Increased Prevalence of Cancer in Adult Patients With Psoriasis in the United States: A Claims Based Analysis
February 2018 | Volume 17 | Issue 2 | Original Article | 180 | Copyright © 2018
Alexandra B. Kimball MD MPH,a Murali Sundaram PhD,b Martin Cloutier MSc,c Marjolaine Gauthier-Loiselle PhD,c Patrick Gagnon-Sanschagrin, MSc,c Annie Guérin MSc,c and Arijit Ganguli PhDd
aHarvard Medical School, Boston, MA bPrevious employee of AbbVie Inc., North Chicago, IL cAnalysis Group, Inc., Montreal, Quebec, Canada dGlobal Health Economics and Outcomes Research, AbbVie Inc., North Chicago, IL
BACKGROUND: Psoriasis (Ps) is a chronic inflammatory immune-mediated skin disease that has been identified as a risk factor for various conditions including neoplasms. OBJECTIVE: To compare prevalence of cancer between Ps and Ps-free patients.

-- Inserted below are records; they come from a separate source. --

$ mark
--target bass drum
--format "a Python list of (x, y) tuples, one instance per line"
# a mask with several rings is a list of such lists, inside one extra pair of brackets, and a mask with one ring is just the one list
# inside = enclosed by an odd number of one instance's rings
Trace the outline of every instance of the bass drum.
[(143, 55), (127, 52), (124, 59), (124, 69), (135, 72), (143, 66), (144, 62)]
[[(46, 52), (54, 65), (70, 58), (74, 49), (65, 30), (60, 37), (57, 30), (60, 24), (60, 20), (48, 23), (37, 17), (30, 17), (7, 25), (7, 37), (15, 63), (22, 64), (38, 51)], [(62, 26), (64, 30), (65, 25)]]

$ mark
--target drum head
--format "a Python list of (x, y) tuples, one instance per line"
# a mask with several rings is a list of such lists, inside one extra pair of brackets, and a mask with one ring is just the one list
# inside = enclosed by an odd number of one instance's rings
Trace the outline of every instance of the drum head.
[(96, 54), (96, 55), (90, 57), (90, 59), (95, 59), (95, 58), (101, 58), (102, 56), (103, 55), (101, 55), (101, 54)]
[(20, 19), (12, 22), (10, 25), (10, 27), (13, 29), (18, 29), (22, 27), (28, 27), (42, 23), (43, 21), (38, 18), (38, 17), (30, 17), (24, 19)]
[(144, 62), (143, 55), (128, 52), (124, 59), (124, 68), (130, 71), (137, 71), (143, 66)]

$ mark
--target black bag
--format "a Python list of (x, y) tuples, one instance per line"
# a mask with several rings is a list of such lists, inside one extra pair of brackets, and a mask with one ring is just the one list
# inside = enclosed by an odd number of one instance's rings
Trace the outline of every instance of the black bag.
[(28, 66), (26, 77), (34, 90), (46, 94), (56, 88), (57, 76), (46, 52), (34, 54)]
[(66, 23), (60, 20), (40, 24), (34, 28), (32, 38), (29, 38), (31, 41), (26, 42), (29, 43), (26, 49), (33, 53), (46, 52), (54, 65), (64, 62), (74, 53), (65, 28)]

METHODS: Adult patients continuously enrolled for ≥12 months (≥1 month in 2014) were selected from a large United States (US) claims database (Q1:2010–Q4:2014) and classified as Ps patients (≥2 Ps diagnoses; International Classification of Diseases 9th Revision, [ICD-9] code: 696.1x) and Ps-free patients (no Ps diagnosis). Patients were exactly matched (1:1) based on age, gender, state of residence, and insurance plan type. Prevalence of cancer was compared between cohorts over patients’ last 12 months of continuous healthcare plan enrollment using logistic-regression models. RESULTS: A total of 179,066 pairs of Ps and Ps-free patients were selected. Median age was 54.0 years, 51.7% were females. Prevalence of cancer was higher among Ps patients for any type of neoplasms (OR [95% confidence interval (CI)]=1.86 [1.83; 1.89]), malignant neoplasms (OR [95% CI]=1.53 [1.49;1.57]), as well as malignant skin neoplasms (OR [95% CI]=1.87 [1.79; 1.95]), lymphatic and hematopoietic tissues (OR [95% CI]=1.70 [1.57;1.84]), genital (OR [95% CI]=1.33 [1.26;1.41]), breast (OR [95% CI]=1.32 [1.24;1.40]), digestive organs and peritoneum (OR [95% CI]=1.24 [1.13;1.35]), urinary organs (OR [95% CI]=1.49 [1.36;1.64]), respiratory and intrathoracic organs (OR [95% CI]=1.30 [1.17;1.44]), and metastatic cancer (OR [95% CI]=1.14 [1.06;1.24]), all P less than 0.01. LIMITATIONS: Impact of Ps severity could not be assessed. CONCLUSION: Ps patients had a higher prevalence of cancer than Ps-free patients. J Drugs Dermatol. 2018;17(2):180-186.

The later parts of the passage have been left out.